Постепенно зал наполнялся. Джуд махнула Иниго, который оживленно беседовал с протеже Медингсфилда, серьезной на вид девушкой. Она писала историю Медингсфилда и разделяла вкусы Иниго в одежде. Джуд с легким ехидством представила, как эти двое в одинаковых рабочих костюмах вместе шествуют в химчистку.

— Чему улыбаешься? — прошептал Юэн.

— Просто думаю, какое это чудесное событие.

— Джуд, Юэн, идемте, выпьем, — позвал лорд Медингсфилд, размахивая рукой, как постовой полицейский. — Что вы обо всем этом думаете?

— Сказочно! — воскликнула Джуд. — Приятно думать, что Эстер наконец заняла свое законное место в истории.

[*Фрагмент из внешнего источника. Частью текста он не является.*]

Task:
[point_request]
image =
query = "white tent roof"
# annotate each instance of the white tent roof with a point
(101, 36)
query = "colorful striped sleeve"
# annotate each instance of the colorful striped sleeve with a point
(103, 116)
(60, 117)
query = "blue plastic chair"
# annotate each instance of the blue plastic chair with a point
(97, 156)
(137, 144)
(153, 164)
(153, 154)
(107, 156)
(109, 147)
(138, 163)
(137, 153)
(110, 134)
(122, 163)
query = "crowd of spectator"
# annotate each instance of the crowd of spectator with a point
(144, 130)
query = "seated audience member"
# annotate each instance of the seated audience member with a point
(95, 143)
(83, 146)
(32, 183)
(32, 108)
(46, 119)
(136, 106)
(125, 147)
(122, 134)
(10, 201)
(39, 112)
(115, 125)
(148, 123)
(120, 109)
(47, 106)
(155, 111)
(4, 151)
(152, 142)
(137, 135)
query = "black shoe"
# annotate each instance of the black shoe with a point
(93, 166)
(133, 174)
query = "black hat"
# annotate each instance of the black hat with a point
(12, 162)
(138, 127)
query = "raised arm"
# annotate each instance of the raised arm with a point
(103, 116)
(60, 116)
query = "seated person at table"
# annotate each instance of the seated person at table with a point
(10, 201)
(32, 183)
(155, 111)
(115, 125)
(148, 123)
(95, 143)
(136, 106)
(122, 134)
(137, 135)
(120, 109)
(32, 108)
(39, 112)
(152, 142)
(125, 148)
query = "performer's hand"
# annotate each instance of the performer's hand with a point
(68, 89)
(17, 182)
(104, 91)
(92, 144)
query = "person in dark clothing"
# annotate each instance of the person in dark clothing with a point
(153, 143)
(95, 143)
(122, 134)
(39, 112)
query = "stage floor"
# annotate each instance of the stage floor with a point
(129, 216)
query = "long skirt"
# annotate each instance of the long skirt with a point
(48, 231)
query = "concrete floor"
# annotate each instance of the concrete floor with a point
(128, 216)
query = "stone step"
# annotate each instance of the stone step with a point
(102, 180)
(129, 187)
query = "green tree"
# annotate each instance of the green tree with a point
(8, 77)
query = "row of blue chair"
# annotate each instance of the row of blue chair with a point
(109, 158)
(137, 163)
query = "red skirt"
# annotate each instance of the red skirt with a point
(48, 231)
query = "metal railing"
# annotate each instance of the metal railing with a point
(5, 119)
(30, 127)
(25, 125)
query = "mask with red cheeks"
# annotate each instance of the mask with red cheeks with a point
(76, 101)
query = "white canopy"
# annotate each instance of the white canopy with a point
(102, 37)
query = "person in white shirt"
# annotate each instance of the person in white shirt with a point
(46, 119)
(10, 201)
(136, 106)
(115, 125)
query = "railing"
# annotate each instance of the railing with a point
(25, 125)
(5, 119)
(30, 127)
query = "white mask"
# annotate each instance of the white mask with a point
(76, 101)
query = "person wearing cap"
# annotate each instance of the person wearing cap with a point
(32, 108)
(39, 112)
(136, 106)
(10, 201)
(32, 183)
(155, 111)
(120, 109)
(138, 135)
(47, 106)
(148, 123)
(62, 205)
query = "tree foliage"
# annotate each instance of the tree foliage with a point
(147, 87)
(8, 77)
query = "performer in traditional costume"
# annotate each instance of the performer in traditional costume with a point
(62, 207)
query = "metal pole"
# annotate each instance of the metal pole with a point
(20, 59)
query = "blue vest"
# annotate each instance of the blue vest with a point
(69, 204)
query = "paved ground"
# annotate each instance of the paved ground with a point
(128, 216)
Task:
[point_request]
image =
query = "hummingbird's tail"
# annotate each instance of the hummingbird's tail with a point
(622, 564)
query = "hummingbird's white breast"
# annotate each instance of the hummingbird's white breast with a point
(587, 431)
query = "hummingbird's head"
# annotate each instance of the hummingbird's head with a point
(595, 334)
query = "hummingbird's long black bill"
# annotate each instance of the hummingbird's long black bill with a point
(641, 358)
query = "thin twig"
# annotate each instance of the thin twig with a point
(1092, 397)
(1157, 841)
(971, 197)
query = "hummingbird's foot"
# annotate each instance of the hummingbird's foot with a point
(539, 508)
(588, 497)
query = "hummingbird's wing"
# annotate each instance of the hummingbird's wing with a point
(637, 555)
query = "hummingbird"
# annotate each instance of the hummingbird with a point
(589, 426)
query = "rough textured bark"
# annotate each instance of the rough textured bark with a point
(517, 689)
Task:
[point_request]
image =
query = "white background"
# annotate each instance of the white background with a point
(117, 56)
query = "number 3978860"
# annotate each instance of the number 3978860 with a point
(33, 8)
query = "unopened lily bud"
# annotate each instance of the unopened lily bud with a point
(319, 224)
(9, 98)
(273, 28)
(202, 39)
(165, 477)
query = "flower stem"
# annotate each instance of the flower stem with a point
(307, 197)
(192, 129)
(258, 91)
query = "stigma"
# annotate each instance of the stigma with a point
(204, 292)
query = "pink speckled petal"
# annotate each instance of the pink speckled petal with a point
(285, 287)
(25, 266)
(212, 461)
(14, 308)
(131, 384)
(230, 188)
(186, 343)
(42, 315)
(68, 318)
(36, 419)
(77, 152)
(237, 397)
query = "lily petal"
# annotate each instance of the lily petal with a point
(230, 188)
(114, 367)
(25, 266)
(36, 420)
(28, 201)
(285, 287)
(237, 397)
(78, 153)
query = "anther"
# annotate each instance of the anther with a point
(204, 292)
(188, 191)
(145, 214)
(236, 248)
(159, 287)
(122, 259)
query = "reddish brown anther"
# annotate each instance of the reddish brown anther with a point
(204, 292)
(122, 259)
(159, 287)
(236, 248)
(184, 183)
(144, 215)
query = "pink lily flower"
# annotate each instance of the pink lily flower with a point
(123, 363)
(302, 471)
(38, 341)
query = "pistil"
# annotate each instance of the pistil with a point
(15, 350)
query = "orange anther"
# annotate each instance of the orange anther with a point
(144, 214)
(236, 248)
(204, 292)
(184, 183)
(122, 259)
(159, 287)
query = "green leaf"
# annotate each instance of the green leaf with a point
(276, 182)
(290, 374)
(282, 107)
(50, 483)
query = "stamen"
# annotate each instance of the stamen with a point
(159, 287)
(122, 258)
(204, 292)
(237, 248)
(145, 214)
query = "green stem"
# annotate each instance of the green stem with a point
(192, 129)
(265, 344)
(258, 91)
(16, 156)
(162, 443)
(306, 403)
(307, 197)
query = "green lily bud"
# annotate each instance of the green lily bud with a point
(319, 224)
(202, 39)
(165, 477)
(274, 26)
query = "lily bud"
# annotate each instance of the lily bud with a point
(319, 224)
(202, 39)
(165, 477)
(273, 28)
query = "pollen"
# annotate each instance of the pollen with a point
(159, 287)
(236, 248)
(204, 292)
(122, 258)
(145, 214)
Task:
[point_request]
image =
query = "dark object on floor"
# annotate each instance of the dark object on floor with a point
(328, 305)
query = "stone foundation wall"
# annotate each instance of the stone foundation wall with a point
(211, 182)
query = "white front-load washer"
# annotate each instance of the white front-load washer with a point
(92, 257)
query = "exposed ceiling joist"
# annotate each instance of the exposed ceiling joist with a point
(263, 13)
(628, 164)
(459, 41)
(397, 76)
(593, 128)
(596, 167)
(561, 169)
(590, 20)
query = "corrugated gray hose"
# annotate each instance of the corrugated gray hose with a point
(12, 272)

— И оказалось, что мы все одна семья, — добавил он с медленной лисьей улыбкой.

— О, Беннеты — это самая ничтожная ветвь, — поспешно ответила Джуд: не стоит задирать нос перед великим лордом М. — Теперь меня волнует только одно: что случилось с младшей сестрой Эстер. Жаль, что доказательств почти нет.

— Значит, вы еще не видели витрины с гороскопом?

— Нет, я отдала гороскоп Сесилии. Где он?

Граф подвел ее к витрине в самом конце выставки, где лежал маленький кусочек пергамента, над которым они с Клер столько корпели.

— Сесилия показала его эксперту, и оказалось, что он составлен осенью тысяча семьсот шестьдесят третьего года и не имеет отношения к Амели-Эстер, которая родилась весной тысяча семьсот шестьдесят второго. Это гороскоп ее сестры Женевьев, родившейся годом позже.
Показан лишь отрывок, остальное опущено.